Bloomberg News

SEC’s Gallagher Calls for Re-Proposing Volcker Trading Ban

March 05, 2012

U.S. regulators should “go back to the drawing board” and make extensive revisions to their proposed ban on banks’ proprietary trading, Securities and Exchange Commission member Daniel Gallagher said in a speech.

The SEC and other agencies have received more than 17,000 public comments about the rule named for former Federal Reserve Chairman Paul Volcker, who championed the ban as an adviser to President Barack Obama. Among those expressing concern are regulators from Japan, the U.K. and Canada, Gallagher said.

“Even a quick review of the many substantial comment letters the commission received reveals widespread fears regarding the effect of the proposed rules on the proper functioning of global markets and the competitiveness of the U.S. financial industry,” Gallagher said today in Washington. “These are fears that I share.”

Lawmakers included the Volcker rule in the Dodd-Frank Act to limit risky trading by banks that benefit from federal deposit insurance and other government protections. The 298-page proposal released by the SEC and other agencies in October sought feedback on some 1,300 questions, fueling criticism that the rule is too complex.

“Regulators must be willing to re-examine our initial efforts and, if necessary, go back to the drawing board to make sure we regulate wisely, rather than just quickly,” Gallagher said at an Institute of International Bankers conference.

Pressing Regulators

Wall Street firms including Goldman Sachs Group Inc. (GS) and Morgan Stanley (MS) have pressed regulators to make major changes in the final version of the rule, which would also limit banks’ investments in private-equity and hedge funds. Banks said the proposed restrictions are so broad that they could interfere with their ability to facilitate trades for clients, raise costs for investors and increase financial system risk.

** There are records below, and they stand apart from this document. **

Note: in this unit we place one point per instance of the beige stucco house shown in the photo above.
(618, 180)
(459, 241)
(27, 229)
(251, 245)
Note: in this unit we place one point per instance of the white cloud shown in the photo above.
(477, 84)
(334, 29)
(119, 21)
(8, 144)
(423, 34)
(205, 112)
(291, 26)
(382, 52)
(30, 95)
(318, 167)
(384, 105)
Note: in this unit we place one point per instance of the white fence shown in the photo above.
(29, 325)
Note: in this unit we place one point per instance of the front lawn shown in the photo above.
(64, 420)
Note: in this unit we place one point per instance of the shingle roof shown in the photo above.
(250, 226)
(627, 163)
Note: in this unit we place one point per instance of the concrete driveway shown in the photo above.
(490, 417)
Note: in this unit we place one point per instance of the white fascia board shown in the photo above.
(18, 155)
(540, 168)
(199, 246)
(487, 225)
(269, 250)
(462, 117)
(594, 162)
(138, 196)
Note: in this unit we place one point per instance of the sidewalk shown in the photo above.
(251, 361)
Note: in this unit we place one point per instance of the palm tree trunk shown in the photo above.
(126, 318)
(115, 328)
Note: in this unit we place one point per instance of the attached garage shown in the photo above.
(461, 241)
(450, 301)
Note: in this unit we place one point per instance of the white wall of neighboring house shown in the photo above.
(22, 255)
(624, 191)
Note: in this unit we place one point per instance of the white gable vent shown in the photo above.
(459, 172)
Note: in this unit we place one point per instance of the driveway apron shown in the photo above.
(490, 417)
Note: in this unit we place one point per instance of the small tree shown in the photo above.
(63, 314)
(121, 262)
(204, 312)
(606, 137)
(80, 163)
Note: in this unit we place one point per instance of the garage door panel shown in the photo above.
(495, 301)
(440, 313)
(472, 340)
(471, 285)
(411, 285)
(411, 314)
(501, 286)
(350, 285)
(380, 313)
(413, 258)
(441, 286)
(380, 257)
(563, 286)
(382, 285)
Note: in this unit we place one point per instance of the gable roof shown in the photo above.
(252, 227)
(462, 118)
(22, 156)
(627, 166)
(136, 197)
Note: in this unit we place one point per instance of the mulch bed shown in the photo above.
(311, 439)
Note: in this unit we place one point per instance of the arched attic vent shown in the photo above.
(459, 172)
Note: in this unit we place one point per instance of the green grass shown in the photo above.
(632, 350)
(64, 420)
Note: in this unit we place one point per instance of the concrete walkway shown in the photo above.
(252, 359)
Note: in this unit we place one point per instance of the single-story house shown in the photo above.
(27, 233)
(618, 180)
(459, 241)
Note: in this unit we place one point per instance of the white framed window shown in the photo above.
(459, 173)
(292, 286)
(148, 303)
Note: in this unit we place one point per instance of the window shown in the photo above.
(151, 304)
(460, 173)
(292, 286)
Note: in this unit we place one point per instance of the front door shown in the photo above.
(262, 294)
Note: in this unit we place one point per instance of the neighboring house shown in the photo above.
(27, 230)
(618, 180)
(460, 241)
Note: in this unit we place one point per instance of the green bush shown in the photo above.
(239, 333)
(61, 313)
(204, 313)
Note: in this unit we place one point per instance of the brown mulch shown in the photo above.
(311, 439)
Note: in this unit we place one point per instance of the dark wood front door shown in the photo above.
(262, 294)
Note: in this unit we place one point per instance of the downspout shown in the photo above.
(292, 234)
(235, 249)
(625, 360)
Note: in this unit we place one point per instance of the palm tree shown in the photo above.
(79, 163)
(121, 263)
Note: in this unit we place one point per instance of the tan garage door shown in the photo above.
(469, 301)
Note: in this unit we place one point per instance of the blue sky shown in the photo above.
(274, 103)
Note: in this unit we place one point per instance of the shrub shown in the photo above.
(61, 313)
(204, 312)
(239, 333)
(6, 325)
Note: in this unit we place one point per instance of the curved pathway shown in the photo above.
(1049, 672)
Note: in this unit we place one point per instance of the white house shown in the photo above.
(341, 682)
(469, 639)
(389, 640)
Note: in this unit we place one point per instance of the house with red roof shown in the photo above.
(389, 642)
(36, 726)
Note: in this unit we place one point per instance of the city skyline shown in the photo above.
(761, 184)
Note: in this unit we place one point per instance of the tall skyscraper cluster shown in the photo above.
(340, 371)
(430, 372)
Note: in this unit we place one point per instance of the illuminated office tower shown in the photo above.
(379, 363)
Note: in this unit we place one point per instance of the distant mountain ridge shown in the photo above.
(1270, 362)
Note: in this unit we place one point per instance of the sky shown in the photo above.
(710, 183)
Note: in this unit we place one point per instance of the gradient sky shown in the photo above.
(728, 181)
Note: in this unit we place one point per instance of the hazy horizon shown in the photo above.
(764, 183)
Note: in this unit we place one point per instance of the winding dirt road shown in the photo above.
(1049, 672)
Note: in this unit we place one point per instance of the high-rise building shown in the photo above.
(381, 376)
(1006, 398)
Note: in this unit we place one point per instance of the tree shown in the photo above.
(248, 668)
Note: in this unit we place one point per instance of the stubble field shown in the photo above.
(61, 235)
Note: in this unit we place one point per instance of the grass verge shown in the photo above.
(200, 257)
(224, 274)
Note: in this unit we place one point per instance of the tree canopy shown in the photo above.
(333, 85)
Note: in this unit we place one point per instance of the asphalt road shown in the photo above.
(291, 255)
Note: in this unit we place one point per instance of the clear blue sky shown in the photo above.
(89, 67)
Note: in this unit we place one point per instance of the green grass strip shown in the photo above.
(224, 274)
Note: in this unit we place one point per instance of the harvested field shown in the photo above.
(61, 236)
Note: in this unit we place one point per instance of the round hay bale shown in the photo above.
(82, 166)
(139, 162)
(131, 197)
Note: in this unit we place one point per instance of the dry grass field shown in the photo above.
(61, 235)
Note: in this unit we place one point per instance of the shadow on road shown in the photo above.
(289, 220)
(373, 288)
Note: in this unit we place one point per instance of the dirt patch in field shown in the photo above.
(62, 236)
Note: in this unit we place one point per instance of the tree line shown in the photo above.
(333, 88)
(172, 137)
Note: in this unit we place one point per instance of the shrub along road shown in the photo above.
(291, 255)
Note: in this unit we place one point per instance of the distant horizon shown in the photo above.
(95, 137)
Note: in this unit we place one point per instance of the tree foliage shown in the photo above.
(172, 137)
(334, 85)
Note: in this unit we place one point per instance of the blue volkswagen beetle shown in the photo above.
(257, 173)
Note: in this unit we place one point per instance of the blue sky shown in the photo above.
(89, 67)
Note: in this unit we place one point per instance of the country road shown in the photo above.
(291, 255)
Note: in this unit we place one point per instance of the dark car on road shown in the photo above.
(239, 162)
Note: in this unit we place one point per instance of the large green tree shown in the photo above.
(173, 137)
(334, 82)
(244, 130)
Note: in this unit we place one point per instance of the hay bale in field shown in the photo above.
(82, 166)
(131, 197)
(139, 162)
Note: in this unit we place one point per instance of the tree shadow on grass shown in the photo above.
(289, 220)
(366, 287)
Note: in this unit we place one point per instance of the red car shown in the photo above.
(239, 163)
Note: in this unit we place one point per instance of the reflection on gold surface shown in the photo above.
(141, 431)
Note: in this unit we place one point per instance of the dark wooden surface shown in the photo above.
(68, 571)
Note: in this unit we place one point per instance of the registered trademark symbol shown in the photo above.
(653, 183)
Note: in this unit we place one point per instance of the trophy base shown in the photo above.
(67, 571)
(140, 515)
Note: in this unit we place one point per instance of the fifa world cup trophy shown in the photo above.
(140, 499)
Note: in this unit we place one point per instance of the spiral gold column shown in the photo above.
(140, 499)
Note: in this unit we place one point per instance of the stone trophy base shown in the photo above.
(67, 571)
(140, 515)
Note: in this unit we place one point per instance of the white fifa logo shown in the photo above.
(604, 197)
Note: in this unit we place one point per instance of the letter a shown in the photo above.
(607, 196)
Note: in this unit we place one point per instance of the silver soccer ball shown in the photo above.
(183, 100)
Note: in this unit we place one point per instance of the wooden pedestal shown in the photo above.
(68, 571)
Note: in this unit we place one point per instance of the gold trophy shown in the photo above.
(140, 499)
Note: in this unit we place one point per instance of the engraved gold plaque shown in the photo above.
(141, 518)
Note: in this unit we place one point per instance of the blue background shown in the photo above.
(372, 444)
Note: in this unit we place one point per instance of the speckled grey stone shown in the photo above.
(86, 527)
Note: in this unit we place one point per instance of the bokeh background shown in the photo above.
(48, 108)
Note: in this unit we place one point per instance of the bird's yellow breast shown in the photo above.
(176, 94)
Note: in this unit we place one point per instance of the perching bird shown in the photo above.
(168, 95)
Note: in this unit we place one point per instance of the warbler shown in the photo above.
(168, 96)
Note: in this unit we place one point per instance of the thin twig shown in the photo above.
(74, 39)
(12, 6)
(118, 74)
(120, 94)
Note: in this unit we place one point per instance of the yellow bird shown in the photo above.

In comment letters, foreign regulators have said that the rule, which exempts U.S. government securities, could make sovereign debt markets less liquid.

Gallagher’s comments today echo those of Troy Paredes, his fellow Republican on the SEC, who last month also called for the rule to be re-proposed. The SEC should take a lead role in crafting the rule because of its expertise in overseeing the securities markets, Gallagher said.

“The SEC has been dealing with these issues for a long, long time,” he said.

Fed Chairman Ben S. Bernanke told Congress last week that the five agencies considering the rule wouldn’t meet a July 21 deadline for final action. He didn’t answer directly when asked if the rule would be formally re-proposed.

“We will make sure that firms have an adequate period of time to adjust their systems and comply with the rule,” Bernanke said.